[Editor's note: This article has been updated to reflect a correction in the gender of Bryan Gamby.]
PEABODY — Bryan Gamby and his husband, Nicholas D'Andrea-Gamby, bought Lucky Dogs Daycare at 6 Bourbon St. on March 17, a week before Gov. Charlie Baker ordered most nonessential businesses closed to limit the spread of COVID-19.
They've been able to stay open because pet boarding and grooming businesses have been deemed essential. However, the Methuen couple are only boarding dogs because their groomers are at an increased risk for catching the disease.
And so far, their landlord is working with them so they haven't had to worry about losing their space if they can't make this month's rent on time.
"Right now, the landlord is being helpful," Gamby said. "He's deferring payment."
A small business' ability or inability to pay rent is part of what's called the "ripple effect" in commercial real estate. It's something that may only become apparent the longer the economic shutdown from the pandemic lasts.
If mom and pop shops can't pay rent, building owners can't pay their mortgages or expenses like maintenance and taxes. Those close to the industry say the ripple effect will start to come into play over the next month or two.
Peabody, Danvers and Beverly are among communities that have put temporary brakes on eviction proceedings, with a bill to do this passed by the state Senate last week.
The bill, which needs to be passed by the House and signed by Baker, is seen as a way to provide a safety net for renters, homeowners and small businesses. It would halt all stages of the eviction process for 120 days after the bill becomes law. Among other things, the bill prohibits landlords from charging late fees on those who get behind on their rent.
"If the landlord doesn't have a tenant and they don't have rent coming in, everyone is in the same boat," said state Sen.

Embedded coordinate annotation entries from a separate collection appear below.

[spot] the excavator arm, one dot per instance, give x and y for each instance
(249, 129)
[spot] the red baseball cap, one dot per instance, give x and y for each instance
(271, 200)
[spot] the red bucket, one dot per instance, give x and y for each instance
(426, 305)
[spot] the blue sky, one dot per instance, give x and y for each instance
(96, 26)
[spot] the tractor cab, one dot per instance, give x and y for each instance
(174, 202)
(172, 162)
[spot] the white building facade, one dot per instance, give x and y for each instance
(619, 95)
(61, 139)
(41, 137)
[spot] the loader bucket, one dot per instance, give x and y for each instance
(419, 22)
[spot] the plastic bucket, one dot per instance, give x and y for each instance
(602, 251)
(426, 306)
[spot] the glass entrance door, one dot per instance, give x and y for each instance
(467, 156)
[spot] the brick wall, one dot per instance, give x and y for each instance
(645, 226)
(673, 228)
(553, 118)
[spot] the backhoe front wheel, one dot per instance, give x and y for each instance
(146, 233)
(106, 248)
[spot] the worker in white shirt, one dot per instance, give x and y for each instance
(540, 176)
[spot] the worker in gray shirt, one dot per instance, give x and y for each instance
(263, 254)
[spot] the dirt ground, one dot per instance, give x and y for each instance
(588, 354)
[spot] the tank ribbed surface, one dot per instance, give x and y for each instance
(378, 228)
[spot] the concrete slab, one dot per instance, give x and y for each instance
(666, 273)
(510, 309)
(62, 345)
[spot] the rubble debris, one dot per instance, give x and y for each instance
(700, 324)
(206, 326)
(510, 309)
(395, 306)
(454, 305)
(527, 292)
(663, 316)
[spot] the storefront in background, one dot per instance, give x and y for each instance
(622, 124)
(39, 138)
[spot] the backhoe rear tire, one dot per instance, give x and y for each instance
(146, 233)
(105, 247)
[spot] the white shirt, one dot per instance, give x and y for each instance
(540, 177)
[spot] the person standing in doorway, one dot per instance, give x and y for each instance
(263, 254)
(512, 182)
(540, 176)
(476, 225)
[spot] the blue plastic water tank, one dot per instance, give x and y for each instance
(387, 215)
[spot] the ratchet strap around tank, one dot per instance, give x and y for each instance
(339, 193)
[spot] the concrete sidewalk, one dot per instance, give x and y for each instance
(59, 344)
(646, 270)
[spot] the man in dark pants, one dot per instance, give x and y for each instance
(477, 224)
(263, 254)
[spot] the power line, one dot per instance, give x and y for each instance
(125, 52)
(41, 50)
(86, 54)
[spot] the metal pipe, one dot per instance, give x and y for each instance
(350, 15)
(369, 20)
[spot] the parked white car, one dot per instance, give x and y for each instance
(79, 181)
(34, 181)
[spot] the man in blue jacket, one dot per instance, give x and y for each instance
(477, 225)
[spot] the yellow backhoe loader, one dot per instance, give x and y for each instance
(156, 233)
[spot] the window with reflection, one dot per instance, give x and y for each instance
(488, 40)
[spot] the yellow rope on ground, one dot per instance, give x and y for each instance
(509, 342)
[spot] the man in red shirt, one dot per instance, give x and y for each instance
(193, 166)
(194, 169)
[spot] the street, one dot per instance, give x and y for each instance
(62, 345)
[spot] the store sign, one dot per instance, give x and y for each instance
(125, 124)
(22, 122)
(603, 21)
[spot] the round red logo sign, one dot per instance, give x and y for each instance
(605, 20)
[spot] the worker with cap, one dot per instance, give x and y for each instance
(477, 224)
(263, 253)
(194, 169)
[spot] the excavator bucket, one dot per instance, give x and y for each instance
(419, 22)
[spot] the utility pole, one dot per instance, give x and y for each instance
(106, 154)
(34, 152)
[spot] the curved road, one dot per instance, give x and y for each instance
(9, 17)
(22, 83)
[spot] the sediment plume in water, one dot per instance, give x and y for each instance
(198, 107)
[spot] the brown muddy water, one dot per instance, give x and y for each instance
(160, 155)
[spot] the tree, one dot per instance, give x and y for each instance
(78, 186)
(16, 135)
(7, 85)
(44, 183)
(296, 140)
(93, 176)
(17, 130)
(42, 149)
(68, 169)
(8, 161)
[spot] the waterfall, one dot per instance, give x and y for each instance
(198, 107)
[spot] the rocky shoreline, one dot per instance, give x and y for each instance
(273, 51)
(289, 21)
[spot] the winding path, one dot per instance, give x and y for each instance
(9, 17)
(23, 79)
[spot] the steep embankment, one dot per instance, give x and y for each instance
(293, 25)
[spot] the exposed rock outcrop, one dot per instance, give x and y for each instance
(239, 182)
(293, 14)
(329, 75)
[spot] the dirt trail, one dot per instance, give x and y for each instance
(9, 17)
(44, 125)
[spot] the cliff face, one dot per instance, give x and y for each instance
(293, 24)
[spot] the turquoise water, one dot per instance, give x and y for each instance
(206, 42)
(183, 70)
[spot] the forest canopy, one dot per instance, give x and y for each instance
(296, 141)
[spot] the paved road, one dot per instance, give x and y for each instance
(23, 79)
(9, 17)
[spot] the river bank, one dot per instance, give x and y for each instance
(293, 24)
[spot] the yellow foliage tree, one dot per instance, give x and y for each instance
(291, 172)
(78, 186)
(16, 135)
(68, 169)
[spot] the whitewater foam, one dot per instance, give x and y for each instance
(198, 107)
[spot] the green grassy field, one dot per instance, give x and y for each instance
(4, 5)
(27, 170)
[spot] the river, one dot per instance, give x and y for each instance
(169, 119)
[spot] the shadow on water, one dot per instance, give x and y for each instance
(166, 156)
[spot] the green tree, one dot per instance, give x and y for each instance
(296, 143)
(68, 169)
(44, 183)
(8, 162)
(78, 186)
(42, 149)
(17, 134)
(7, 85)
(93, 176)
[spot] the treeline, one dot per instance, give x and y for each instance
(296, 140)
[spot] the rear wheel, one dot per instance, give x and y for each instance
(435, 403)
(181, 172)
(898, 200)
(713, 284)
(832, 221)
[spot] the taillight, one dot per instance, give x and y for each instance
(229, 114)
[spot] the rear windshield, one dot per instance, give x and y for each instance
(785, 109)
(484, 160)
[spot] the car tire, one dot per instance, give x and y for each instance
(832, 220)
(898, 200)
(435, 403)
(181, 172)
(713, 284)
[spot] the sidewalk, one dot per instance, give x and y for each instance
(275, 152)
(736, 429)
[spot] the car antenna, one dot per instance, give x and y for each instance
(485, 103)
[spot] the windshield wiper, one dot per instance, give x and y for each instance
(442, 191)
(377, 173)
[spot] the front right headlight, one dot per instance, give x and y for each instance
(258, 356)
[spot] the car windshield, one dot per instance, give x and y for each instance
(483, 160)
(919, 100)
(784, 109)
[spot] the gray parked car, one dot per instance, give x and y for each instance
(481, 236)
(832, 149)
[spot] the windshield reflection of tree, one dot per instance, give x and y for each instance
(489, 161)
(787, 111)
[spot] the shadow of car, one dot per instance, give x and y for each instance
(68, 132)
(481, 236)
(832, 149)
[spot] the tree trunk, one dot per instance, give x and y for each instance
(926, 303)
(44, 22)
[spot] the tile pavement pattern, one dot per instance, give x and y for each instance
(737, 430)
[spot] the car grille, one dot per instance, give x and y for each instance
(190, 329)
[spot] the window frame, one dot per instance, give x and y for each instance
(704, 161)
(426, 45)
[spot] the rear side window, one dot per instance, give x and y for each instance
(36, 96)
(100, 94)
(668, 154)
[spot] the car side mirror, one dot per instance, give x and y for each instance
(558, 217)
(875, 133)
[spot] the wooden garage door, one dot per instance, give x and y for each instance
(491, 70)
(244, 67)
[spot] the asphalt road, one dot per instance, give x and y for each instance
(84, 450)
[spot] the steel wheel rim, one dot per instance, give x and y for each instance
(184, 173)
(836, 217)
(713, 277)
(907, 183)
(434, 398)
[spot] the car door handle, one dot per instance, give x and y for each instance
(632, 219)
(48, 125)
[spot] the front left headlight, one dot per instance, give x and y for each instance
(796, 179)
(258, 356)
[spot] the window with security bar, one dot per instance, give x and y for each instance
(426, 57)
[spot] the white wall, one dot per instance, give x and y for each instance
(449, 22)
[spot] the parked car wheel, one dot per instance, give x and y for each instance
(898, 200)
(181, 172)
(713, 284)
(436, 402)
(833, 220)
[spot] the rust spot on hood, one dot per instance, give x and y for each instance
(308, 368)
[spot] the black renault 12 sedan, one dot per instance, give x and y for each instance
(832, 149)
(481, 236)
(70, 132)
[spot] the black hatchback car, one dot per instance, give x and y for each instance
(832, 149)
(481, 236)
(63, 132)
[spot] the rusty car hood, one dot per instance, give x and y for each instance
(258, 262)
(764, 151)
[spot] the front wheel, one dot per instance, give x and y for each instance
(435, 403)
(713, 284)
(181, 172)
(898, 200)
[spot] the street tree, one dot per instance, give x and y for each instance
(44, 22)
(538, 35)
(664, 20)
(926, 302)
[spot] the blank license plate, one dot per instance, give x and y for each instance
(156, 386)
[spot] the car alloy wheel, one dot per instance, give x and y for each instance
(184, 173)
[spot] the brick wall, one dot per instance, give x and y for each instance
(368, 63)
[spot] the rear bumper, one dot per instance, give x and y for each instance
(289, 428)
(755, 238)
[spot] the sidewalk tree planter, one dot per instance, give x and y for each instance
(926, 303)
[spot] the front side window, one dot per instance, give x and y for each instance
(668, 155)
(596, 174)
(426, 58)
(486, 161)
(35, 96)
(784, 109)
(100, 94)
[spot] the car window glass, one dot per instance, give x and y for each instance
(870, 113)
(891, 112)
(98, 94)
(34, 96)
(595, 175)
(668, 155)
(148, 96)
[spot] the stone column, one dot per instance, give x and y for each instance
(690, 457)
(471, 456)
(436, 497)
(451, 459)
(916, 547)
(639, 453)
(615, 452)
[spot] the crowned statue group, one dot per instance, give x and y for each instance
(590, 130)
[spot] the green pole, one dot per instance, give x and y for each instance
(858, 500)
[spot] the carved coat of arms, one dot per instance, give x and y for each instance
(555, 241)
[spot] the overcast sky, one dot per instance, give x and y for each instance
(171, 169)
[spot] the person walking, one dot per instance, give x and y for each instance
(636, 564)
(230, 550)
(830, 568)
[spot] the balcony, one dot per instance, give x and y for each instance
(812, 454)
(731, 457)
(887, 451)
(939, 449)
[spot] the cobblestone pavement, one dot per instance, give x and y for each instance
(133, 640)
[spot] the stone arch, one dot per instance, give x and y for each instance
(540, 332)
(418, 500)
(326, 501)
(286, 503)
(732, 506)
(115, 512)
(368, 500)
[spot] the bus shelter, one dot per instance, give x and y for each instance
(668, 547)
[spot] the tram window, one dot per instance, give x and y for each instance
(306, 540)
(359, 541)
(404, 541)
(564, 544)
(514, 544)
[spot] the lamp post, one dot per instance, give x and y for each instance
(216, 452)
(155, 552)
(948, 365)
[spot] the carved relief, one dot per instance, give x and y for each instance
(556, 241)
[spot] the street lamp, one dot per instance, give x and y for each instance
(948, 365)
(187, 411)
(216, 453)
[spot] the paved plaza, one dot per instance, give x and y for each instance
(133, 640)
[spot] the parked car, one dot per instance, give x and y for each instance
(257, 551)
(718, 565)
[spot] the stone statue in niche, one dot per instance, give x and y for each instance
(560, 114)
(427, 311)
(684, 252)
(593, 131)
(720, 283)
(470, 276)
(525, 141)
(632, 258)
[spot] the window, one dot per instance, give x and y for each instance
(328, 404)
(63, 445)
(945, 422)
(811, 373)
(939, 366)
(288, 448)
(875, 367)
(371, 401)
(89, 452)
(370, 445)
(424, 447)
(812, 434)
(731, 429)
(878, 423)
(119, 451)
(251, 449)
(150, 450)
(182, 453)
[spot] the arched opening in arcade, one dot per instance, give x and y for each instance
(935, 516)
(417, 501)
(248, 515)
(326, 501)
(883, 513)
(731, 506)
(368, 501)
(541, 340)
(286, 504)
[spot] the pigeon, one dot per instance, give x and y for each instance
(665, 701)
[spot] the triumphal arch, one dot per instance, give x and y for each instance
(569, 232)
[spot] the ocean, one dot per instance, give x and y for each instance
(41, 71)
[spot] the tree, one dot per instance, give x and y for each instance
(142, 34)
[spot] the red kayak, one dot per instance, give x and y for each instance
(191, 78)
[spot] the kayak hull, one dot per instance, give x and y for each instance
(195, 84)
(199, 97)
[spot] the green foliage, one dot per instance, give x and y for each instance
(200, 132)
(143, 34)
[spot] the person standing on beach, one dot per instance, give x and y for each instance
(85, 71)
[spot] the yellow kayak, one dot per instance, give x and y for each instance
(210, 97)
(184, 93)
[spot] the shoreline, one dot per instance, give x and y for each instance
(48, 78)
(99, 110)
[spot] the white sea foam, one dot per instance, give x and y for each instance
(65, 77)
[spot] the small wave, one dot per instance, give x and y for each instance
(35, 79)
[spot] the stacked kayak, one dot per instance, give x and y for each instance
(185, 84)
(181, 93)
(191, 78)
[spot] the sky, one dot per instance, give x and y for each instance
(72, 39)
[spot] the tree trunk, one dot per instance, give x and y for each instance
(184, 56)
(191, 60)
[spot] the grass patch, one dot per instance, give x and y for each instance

Joan Lovely, D-Salem. The bill does not absolve anyone from paying rent, Lovely said; rather, it's meant to give renters and landlords a pause during the pandemic.
Julie Daigle, the executive director of the Peabody Area Chamber of Commerce, said she found that small business owners were "tuning out" because of their frustration over getting federal help.
One program under the $2 trillion CARES Act — the Economic Injury Disaster Loan Emergency Advance — was thought to be a $10,000 forgivable grant, but businesses are finding out it is $1,000 per employee up to $10,000. Businesses thought the money would come within three days of the application, but are now hearing it would be three days after they are approved, Daigle said.
Restaurants have been especially hard hit with business confined to takeout or delivery. Some are closing not because they are busy, Daigle said, but because they are concerned about their employees.
Chef Anthony Marino and Victoria "Torie" Farnsworth, a Beverly couple, run the popular Marino's Cafe at 100 Cummings Center in Beverly, and the relatively new Flip the Bird chicken sandwich and ribs joint at 407 Cabot St., also in Beverly.
In an email, Marino said they have decided to close Marino's until they are confident they can reopen. Flip the Bird, he said, is doing well, so they are talking to their advisers about the way forward.
A restaurant owner for more than 10 years, Marino said he understands the landlord/tenant dynamic. "I do, however, feel that in this time of crisis people need to understand that some of their favorite places will not reopen," he said.
"This is going to be a huge ripple effect into more than just the restaurant industry," he added. "The SBA loans are great, but still need to be paid back. And most small businesses work on such small profit margins that another bill that needs to be paid back just isn’t worth it."
Steve Drohosky, the general manager of the sprawling Cummings Center, which has 2 million square feet in multiple buildings and 600 businesses, said a majority of clients are working from home. The buildings remain open and staff are maintaining and cleaning them as needed.
Pat Todisco, who owns several downtown Peabody buildings, including the prominent O'Shea Building at 1 Main St. in Peabody Square, said he is working with his tenants.
"We are not pushing anybody (or) giving anybody ultimatums," Todisco said. It's important for tenants to be honest about their situation, he said. It's when people assume they don't have to pay "that becomes an issue."
Ken Hecht, of Hecht Development, who owns properties on Main Street in Gloucester, said more will be known about how commercial real estate shakes out next month.
"I don't know what's going to happen," said Hecht, whose portfolio also includes the Peabody Corporate Center, which consists of three buildings just off Route 1 totaling 136,000 square feet and approximately 50 tenants, most of them financial services firms whose employees are working from home.
Brian DApice, a principal of the commercial real estate firm The Mega Group of Danvers, said everyone is trying to figure out what to do next when it comes to emergency Small Business Administration loan programs. He said his firm expects its tenants to pay April rent, figuring these businesses base their expenses at least two months ahead.
What happens in May and June is another story. In general in the industry, DApice says loan modifications sought by landlords may be passed on to commercial tenants. He also said many landlords may defer rent.
No one, however, is talking about evictions, he said. "It's not even a conversation."